Microsoft has four different levels for classifying vulnerabilities in an operating system. Most of them aren’t of huge concern, and the fixes are bundled into a weekly update. Sometimes, though, Microsoft has to sound the air raid sirens with a critical severity security flaw, in this case one that affects every version of Windows, and could mean losing complete control of your system.
The exploit, which is fondly referred to as MS15-078, takes advantage of the method in which the system handles third-party fonts. The attacker uses a file or website with a special font embedded in it, and when the system attempts to draw the file, it causes a back door in the code that gives the attacker unfettered access to the system.
Once inside, they can install malicious software, view and change data, and even create an administrative user account without you knowing they’re there at all.
As far as Microsoft can tell, or is willing to admit, no users have been attacked using this method yet, but it was out there in the wild. News of the flaw comes courtesy of the Italian software company Hacking Team, whose software and clients were recently hacked by another group and shared on Twitter. The details of the flaw were uncovered in the shared files by members of a number of different infosec groups, including FireEye and Google’s Project Zero.
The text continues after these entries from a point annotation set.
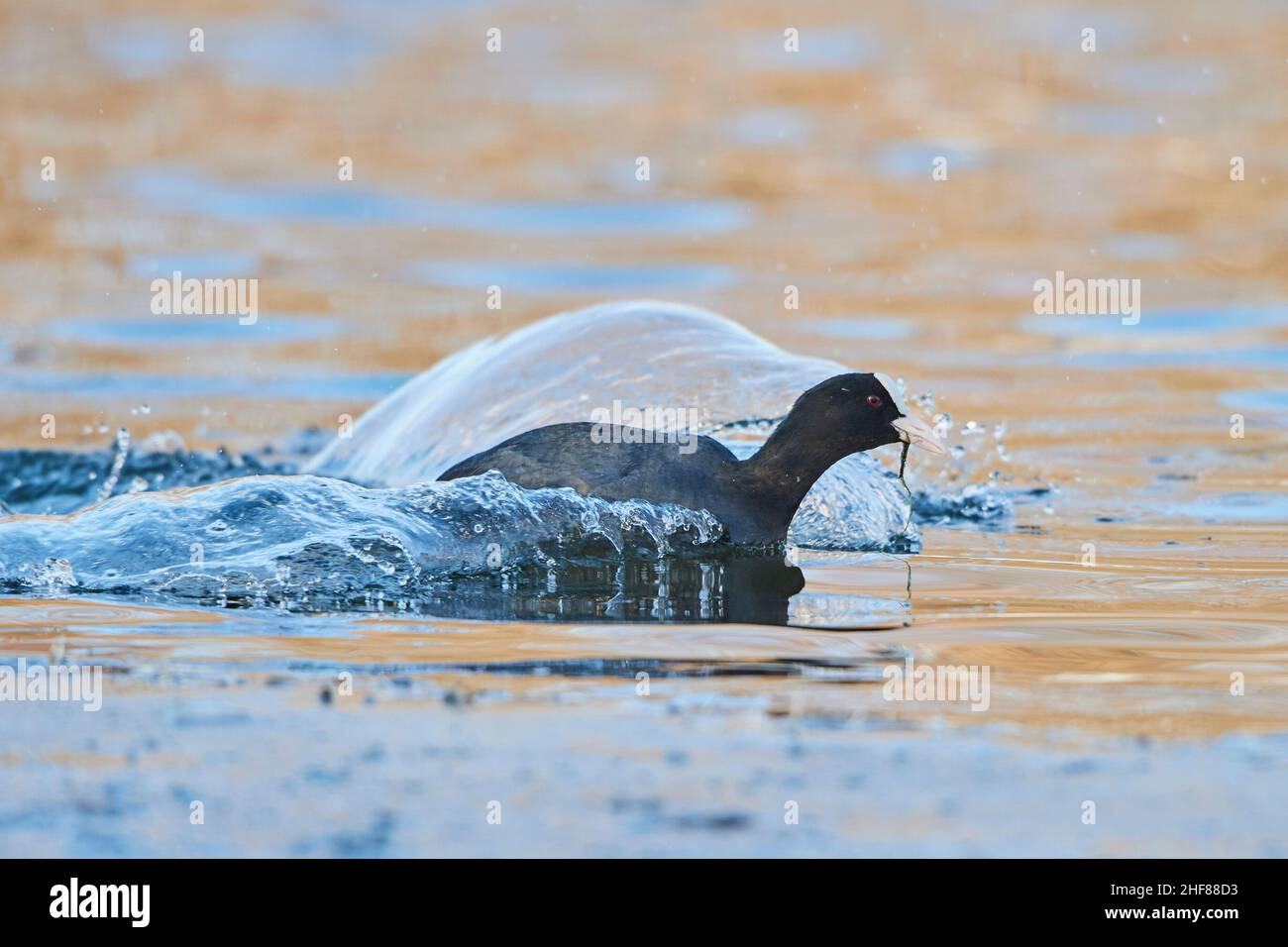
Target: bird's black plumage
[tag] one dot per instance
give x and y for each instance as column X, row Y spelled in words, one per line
column 755, row 497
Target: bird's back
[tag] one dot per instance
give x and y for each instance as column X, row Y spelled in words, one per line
column 609, row 462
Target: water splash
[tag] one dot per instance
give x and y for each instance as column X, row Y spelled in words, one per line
column 368, row 525
column 266, row 540
column 643, row 355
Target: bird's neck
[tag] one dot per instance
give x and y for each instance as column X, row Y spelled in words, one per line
column 789, row 464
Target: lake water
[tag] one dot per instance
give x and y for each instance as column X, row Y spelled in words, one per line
column 356, row 661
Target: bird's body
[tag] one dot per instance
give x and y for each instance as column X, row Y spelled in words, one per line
column 755, row 499
column 627, row 466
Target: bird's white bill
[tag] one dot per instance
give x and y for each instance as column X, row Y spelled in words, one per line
column 917, row 433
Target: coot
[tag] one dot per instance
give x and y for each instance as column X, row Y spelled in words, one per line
column 755, row 497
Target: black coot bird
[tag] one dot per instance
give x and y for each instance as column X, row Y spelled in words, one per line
column 755, row 499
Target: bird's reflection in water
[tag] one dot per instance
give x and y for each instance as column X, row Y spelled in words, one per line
column 739, row 587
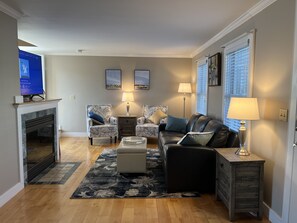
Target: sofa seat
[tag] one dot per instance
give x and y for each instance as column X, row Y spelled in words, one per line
column 192, row 167
column 107, row 130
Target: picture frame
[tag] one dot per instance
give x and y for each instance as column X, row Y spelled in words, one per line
column 141, row 79
column 113, row 79
column 214, row 70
The hack affects Windows 7, 8, 8.1, RT, RT 8.1, and Servers 2008 through 2012 R2. The home versions of Windows have already been issued automatic updates, while server users will have to download and patch the issue themselves.
You can also find more detailed information, along with command-line workarounds if you want to seal the leak by hand. The latest Insider Preview for Windows 10 is said to be affected as well, but no patch has been issued, so if that’s you, be careful where you click.